Simandou 2040 : 50 entreprises françaises à l’assaut du marché guinéen, entre business et diplomatie
Conakry devient, du 30 mars au 1er avril 2026, l’épicentre des relations franco-guinéennes. Sous l’égide de Bpifrance et du Ministère du Plan, une délégation de 50 entreprises françaises s’immerge dans l’écosystème du projet Simandou 2040. Un déploiement de force qui s’accompagne de clarifications majeures de l’Ambassadeur de France sur les sujets qui fâchent : visas et coopération militaire.

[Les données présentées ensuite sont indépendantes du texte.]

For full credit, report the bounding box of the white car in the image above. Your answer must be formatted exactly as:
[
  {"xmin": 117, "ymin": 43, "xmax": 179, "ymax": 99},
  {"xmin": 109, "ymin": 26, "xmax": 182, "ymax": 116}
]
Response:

C’est un "Parcours Business International" aux enjeux colossaux. Durant trois jours, des patrons français des secteurs de l’énergie, des infrastructures, de la santé et du numérique vont multiplier les échanges stratégiques au Radisson Blu Hotel et sur le terrain.

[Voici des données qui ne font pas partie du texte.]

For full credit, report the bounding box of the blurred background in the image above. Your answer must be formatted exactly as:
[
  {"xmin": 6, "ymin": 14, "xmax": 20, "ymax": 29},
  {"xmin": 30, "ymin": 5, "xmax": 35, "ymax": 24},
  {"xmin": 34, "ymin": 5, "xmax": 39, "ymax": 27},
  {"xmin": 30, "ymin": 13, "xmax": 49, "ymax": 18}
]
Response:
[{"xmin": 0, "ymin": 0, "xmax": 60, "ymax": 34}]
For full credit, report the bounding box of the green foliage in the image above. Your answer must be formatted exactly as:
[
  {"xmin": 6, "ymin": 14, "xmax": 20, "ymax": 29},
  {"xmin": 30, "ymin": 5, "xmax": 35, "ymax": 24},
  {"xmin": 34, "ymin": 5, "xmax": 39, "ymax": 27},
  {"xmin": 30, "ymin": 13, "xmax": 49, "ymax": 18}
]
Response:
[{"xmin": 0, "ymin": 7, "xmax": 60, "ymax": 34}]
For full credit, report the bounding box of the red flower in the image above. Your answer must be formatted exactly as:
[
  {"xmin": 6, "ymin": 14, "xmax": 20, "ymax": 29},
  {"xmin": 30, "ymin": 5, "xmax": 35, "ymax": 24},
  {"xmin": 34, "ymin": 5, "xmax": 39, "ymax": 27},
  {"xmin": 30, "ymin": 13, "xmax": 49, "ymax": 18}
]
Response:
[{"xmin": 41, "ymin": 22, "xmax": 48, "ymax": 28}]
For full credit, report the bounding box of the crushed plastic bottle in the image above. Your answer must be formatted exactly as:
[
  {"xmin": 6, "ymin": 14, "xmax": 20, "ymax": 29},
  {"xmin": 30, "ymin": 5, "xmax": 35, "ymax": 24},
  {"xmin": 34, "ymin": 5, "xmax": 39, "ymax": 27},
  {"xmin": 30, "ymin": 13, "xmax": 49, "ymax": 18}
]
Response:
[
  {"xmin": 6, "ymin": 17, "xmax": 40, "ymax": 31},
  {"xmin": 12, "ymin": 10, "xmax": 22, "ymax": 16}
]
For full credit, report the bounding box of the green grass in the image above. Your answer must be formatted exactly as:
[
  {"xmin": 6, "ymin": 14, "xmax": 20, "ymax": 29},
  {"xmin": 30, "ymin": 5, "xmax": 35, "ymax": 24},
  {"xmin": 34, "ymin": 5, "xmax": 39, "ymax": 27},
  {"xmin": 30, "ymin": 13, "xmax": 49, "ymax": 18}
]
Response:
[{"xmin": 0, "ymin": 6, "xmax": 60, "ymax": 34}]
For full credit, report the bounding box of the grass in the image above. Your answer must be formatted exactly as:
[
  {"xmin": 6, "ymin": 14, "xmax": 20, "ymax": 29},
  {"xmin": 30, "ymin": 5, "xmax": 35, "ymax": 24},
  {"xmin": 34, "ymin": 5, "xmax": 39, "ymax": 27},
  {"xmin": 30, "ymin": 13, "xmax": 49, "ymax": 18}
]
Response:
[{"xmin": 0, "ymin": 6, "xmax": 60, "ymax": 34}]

1,2 milliard d’euros pour sceller le partenariat
L’engagement français ne se limite pas à des intentions. L’Ambassadeur de France en Guinée, Luc Briard, a rappelé que la force du partenariat se chiffre à 1,2 milliard d’euros financés ou garantis via l’AFD (dont le DG Rémy Rioux est également attendu), le Trésor et Bpifrance.
L'objectif affiché par Olivier Vincent, Directeur exécutif de Bpifrance, est clair : "Mettre l’export français au service de l’industrialisation africaine". Il ne s'agit plus seulement de vendre des produits, mais de co-construire des chaînes de valeur locales autour du projet Simandou, véritable moteur de la croissance guinéenne (estimée à 9,5% pour 2026).
Visas et sécurité : L’Ambassadeur Luc Briard met les points sur les « i »
En marge de cette offensive économique, le diplomate français a tenu à répondre aux préoccupations des Guinéens sur des sujets sensibles :
- Le "casse-tête" des visas : Si le taux de refus frôle les 50%, Luc Briard tempère : "La fermeté n'est pas la fermeture". Avec 12 500 visas délivrés l'année dernière, la France affiche une hausse de 43% en deux ans. Les refus seraient principalement dus à la lutte contre la fraude documentaire.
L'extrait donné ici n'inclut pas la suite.